The reality is that little boys are a bit of a mystery to me. The problem is that I’m a girl. This means I don’t fully understand boys or men, or what drives them. I don’t get Louie’s absolute devotion to knowing exactly how many cylinders are in each and every one of his toy cars. I don’t get why Milo (my youngest son) wants to be addressed and treated as if he was a robot (ok I get that more but still).
Also what is it that boys have about sticks and stones? My home is full of the aforementioned items. Every time I put on a load of washing I hear the tap tapping of a stone, mocking me, ha ha you searched the pockets but I was in the socks. It takes me half an hour to walk down my fairly short street because every two or three steps there is an exciting new stone to explore, pick up and of course take home for further examination. My husband, after I had said ‘I do’, revealed that he had a sizeable stick collection under his bed as a child. Luckily for me he now keeps his sticks in the garden, but yes he does still come home with a ‘useful’ stick or two after a country walk.
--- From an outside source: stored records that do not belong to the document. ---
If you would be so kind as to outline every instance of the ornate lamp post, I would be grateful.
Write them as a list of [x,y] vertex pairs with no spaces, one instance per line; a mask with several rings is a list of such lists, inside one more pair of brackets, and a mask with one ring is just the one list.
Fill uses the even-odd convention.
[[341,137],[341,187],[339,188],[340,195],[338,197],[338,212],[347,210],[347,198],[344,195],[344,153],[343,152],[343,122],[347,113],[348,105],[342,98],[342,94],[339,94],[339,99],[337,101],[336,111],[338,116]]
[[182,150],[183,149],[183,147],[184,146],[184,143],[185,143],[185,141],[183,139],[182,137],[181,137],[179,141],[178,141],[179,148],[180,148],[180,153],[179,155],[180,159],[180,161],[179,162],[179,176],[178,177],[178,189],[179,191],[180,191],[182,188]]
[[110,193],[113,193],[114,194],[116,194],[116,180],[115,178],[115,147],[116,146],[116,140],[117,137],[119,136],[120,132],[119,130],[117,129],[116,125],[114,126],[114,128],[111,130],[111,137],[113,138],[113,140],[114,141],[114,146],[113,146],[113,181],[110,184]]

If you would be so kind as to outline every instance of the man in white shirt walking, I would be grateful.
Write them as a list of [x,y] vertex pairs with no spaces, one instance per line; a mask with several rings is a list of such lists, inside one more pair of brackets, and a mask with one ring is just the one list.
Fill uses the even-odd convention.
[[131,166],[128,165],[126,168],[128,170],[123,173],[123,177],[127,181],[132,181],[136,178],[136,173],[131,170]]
Then there is the way they interact with each other. It is like having a couple of lion cubs in the house. A large part of their playtime is spent rolling around on the floor wrestling. I ought to make them brightly coloured lycra costumes and train them up for the WWF, at least then this obsession would be profitable. Initially I tried to stop the wrestling, but as this has proved a fruitless battle I have admitted defeat. So they wrestle on the floor, the sofa, the beds, the trampoline, you get the idea.
Finally little boys need to be run, like puppies, at least twice a day. I, on the other hand, am a big fan of sitting down practising the chocolate biscuit exercise plan (arm goes up, mouth opens wide). Unfortunately, as no one in my area offers a boy walking service (here is a business idea worthy of Dragon’s Den), guess who has to take endless trips to parks, soft play centres and yes, those once longed for woodlands.
I love being a mum of boys, at times it is challenging but mostly my boys are delightful. I love their boundless energy, inquisitive nature, and the bear hugs I get from them every day. I look forward to each new stage of my boys development and I’m sure I’m going to be very proud of the men that they become.